The fundamental method of modifying the data in a data set is by way of a basic assignment statement. Such a statement always takes the form:
variable = expression;
where variable is any valid SAS name and expression is the calculation that is necessary to give the variable its values. The variable must always appear to the left of the equal sign and the expression must always appear to the right of the equal sign. As always, the statement must end with a semicolon (;).
Because assignment statements involve changing the values of variables, in the process of learning about assignment statements we'll get practice with working with both numeric and character variables. We'll also learn how using numeric SAS functions can help to simplify some of our calculations.
Example 4.1 Section
Throughout this lesson, we'll work on modifying various aspects of the temporary data set grades that is created in the following DATA step:
DATA grades; input name $ 1-15 e1 e2 e3 e4 p1 f1; DATALINES; Alexander Smith 78 82 86 69 97 80 John Simon 88 72 86 . 100 85 Patricia Jones 98 92 92 99 99 93 Jack Benedict 54 63 71 49 82 69 Rene Porter 100 62 88 74 98 92 ; RUN; PROC PRINT data = grades; var name e1 e2 e3 e4 p1 f1; RUN;
The data set contains student names (name), each of their four exam grades (e1, e2, e3, e4), their project grade (p1), and their final exam grade (f1).
A couple of comments. For the sake of the examples that follow, we'll use the DATALINES statement to read in the data. We could have just as easily used the INFILE statement. Additionally, for the sake of ease, we'll create temporary data sets rather than permanent ones. Finally, after each SAS DATA step, we'll use the PRINT procedure to print all or part of the resulting SAS data set for your perusal.
Example 4.2 Section
The following SAS program illustrates a very simple assignment statement in which SAS adds up the four exam scores of each student and stores the result in a new numeric variable called examtotal.

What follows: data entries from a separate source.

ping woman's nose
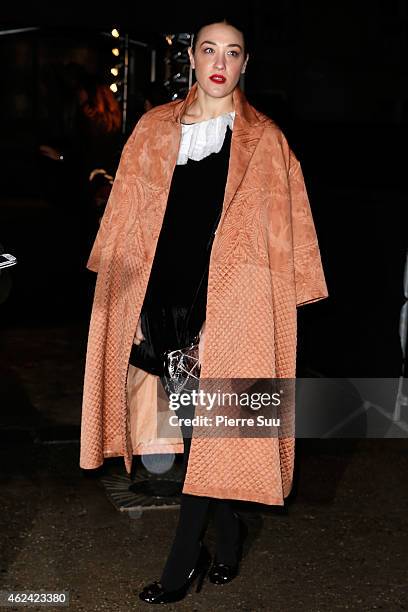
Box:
[214,54,225,70]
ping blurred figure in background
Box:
[39,63,123,318]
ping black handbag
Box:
[129,210,222,378]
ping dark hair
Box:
[191,17,250,55]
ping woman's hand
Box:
[198,321,205,365]
[133,317,145,345]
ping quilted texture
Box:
[80,86,328,505]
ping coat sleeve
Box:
[86,117,144,272]
[289,151,328,306]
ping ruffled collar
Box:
[177,111,235,165]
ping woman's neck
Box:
[183,85,234,123]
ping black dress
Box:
[130,123,232,376]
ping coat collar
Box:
[167,83,267,218]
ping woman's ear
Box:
[187,47,195,70]
[241,53,249,74]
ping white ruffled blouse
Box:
[177,111,235,165]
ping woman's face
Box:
[188,23,248,98]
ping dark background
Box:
[0,0,408,377]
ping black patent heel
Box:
[139,545,211,604]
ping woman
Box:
[81,16,327,603]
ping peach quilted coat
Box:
[80,85,328,505]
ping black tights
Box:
[160,384,239,590]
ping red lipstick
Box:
[210,74,227,85]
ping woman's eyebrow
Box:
[200,40,242,51]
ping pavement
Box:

DATA grades; input name $ 1-15 e1 e2 e3 e4 p1 f1; * add up each students four exam scores and store it in examtotal; examtotal = e1 + e2 + e3 + e4; DATALINES; Alexander Smith 78 82 86 69 97 80 John Simon 88 72 86 . 100 85 Patricia Jones 98 92 92 99 99 93 Jack Benedict 54 63 71 49 82 69 Rene Porter 100 62 88 74 98 92 ; RUN; PROC PRINT data = grades; var name e1 e2 e3 e4 examtotal; RUN;
Note that, as previously described, the new variable name examtotal appears to the left of the equal sign, while the expression that adds up the four exam scores (e1+e2+e3+e4) appears to the right of the equal sign.
Launch and run the SAS program. Review the output from the PRINT procedure to convince yourself that the new numeric variable examtotal is indeed the sum of the four exam scores for each student appearing in the data set. Also note what SAS does when it is asked to calculate something when some of the data are missing. Rather than add up the three exam scores that do exist for John Simon, SAS instead assigns a missing value to his examtotal. If you think about it, that's a good thing! Otherwise, you'd have no way of knowing that his examtotal differed in some fundamental way from that of the other students. The important lesson here is to always be aware of how SAS is going to handle the missing values in your data set when you perform various calculations!
Example 4.3 Section
In the previous example, the assignment statement created a new variable in the data set by simply using a variable name that didn't already exist in the data set. You need not always use a new variable name. Instead, you could modify the values of a variable that already exists. The following SAS program illustrates how the instructor would modify the variable e2, say for example, if she wanted to modify the grades of the second exam by adding 8 points to each student's grade:
DATA grades; input name $ 1-15 e1 e2 e3 e4 p1 f1; e2 = e2 + 8; * add 8 to each student's second exam score (e2); DATALINES; Alexander Smith 78 82 86 69 97 80 John Simon 88 72 86 . 100 85 Patricia Jones 98 92 92 99 99 93 Jack Benedict 54 63 71 49 82 69 Rene Porter 100 62 88 74 98 92 ; RUN; PROC PRINT data = grades; var name e1 e2 e3 e4 p1 f1; RUN;
Note again that the name of the variable being modified (e2) appears to the left of the equal sign, while the arithmetic expression that tells SAS to add 8 to the second exam score (e2+8) appears to the right of the equal sign. In general, when a variable name appears on both sides of the equal sign, the original value on the right side is used to evaluate the expression. The result of the expression is then assigned to the variable on the left side of the equal sign.
Launch and run the SAS program. Review the output from the print procedure to convince yourself that the values of the numeric variable e2 are indeed eight points higher than the values in the original data set.